A country’s Ecological Footprint is the sum of all the cropland, grazing land, forest and fishing grounds required to produce the food, fibre and timber it consumes, to absorb the wastes emitted when it uses energy, and to provide space for its infrastructure. Basically, you don’t want a big footprint!

New Zealand has the sixth worst ranking in the world in terms of per capita Ecological Footprint (behind United Arab Emirates, USA, Kuwait, Denmark and Australia). The US, China and India have the biggest absolute footprints, collectively draining 49% of the planet’s biocapacity. Humanity’s footprint first exceeded the Earth’s total biocapacity in the 1980s; this overshoot has been increasing since then.

But my intent here is not to delve into the substance of the report. Rather, it is to sound a warning about the impact this report will have on perceptions … perceptions of which countries are walking the talk when it comes to sound environmental stewardship, and which are guilty of false advertising.

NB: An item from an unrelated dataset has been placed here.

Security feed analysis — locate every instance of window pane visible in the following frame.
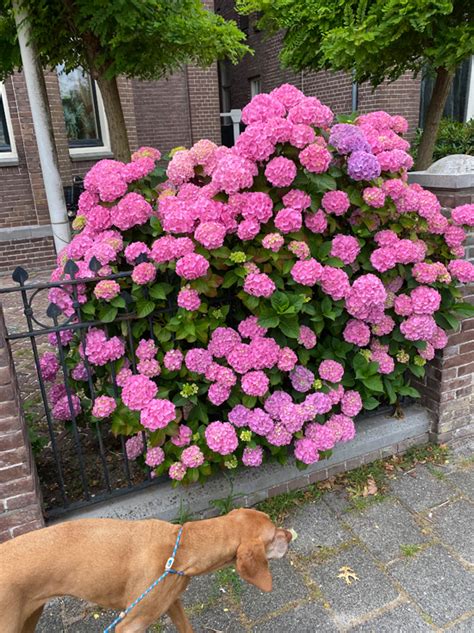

World Wildlife Fund International is one of the most cautious, conservative and respected environmental organizations on the international scene. These aren’t folks who chain themselves to trees! Their Living Planet Report will get considerable international media exposure … it will be covered by all thought-leading media.

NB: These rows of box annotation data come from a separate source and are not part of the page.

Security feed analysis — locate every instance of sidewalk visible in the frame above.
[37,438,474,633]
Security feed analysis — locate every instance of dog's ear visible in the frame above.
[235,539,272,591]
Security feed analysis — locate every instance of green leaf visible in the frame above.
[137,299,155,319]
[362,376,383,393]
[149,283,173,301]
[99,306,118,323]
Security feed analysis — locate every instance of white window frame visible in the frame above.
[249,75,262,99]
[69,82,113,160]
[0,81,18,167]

And what will readers, viewers and listeners discover? That “clean green” New Zealand isn’t such a model citizen after all.

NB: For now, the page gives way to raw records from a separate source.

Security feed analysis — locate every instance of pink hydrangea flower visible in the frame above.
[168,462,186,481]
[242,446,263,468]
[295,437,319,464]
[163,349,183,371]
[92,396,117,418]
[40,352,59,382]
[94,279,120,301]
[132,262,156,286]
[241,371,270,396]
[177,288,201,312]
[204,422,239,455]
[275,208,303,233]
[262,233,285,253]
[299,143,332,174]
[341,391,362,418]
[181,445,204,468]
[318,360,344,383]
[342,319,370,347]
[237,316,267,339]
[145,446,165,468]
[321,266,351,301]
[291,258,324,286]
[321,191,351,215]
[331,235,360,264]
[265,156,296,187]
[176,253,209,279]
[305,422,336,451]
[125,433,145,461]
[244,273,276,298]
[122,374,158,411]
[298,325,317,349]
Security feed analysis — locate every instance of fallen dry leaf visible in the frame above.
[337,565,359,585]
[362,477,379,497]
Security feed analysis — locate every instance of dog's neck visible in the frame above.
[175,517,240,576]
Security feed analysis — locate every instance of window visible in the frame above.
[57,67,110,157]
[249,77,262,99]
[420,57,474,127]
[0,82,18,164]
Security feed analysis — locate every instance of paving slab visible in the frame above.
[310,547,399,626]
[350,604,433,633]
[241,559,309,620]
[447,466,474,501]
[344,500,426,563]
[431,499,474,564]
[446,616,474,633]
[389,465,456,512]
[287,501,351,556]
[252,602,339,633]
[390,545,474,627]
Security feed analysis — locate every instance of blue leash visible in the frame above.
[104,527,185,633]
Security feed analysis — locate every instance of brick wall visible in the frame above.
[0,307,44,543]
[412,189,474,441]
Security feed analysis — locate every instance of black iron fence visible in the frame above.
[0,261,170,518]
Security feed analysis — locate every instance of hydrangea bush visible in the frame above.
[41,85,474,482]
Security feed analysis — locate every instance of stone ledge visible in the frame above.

One report like this will not shatter the New Zealand “clean green” image — which as even John Key expounds — underpins this country’s two most important economic sectors, agricultural exports and tourism.

But it’s like the pebble that knocks a tiny chip out of your windscreen. After awhile, if you don’t fix it, and another pebble strikes or you hit a bump in the road, the entire windscreen shatters.

I wonder if our political contestants — especially those in the two major parties contending to run the country — have any clue as to how many pebbles have already hit the NZ windscreen … and how close it might be to shattering!

National can’t find space in its eleven “key commitments” to even mention the environment, but relentlessly blames the Resource Management Act for blocking prosperity in NZ. While Labour hardly rates as an environmental evangelist, instead seemingly content to make the minimum environmental bribes required to keep the Greens in tow.

John Key wants to be Minister of Tourism, so critical is nurturing “Brand New Zealand” as he sees it. Helen Clark spouts similar rhetoric … maybe she’s reserving the Minister of Tourism portfolio for Winston Peters, given that he appears to be able to sell any story!

Who knows what or when the tipping point might be when the countries we expect to buy our exports and send us visitors decide New Zealand is running a scam?

Selling New Zealand as “clean green” is getting harder by the day, beautiful vistas from luxury seaside golf courses notwithstanding. Soon the story might be too incredulous for even Winston and Julian Robertson to sell.